Mushoz · May 18, 2017, 6:58pm

Yes, MSS clamping is enabled. The router doesn't currently support jumbo frames, but the master branch just received a commit 6 hours ago that implemented jumbo frames up to 2k for mt7621. It doesn't really help much with throughput though. I already applied the MTU test a few weeks ago myself, and I didn't see any improvements in throughput.

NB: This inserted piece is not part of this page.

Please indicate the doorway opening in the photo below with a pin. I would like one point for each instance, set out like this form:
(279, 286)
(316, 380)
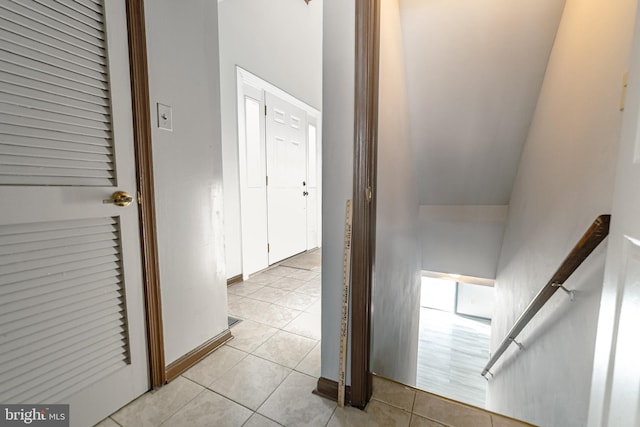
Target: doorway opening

I was just thinking: NAT shouldn't really be needed when using IPv6. Is it possible to disable NAT for IPv6 routed traffic, while keeping it enabled for IPv4 routed traffic? I will have to look into this. The router not having to do NAT should help tremendously in getting the maximum performance possible out of the little box

If anybody has some tips how to do this, feel free to give me some pointers In the mean time, I will put my Google-foo to the test. Wish me luck!

moeller0 · May 18, 2017, 7:27pm

I venture the guess that your router is not even attempting to NAT the IPv6 traffic at all, since for the longest time linux did not allow NAT for IPv6 (the kernel since relented and allows some NAT for IPv6, but I believe that lede does not enable that out of the box, and rightfully so).

Best Regards

Mushoz · May 18, 2017, 7:32pm

That's good to hear But then it is even stranger that I am seeing lower speeds in the real world test, right? I thought that most of the CPU usage when routing traffic is NAT related, so if NAT is disabled the CPU usage should be quite low, but it isn't. What gives?

Mushoz · May 18, 2017, 9:03pm

Disregard my IPv6 comments. While the my PC is connecting through IPv6 with dslreports.com, the connections to the speedservers are actually IPv4 connections. I guess PPPoE is thus the only logical explanation for the performance discrepancy. I would have to retest locally and use a PPPoE connection as well to confirm.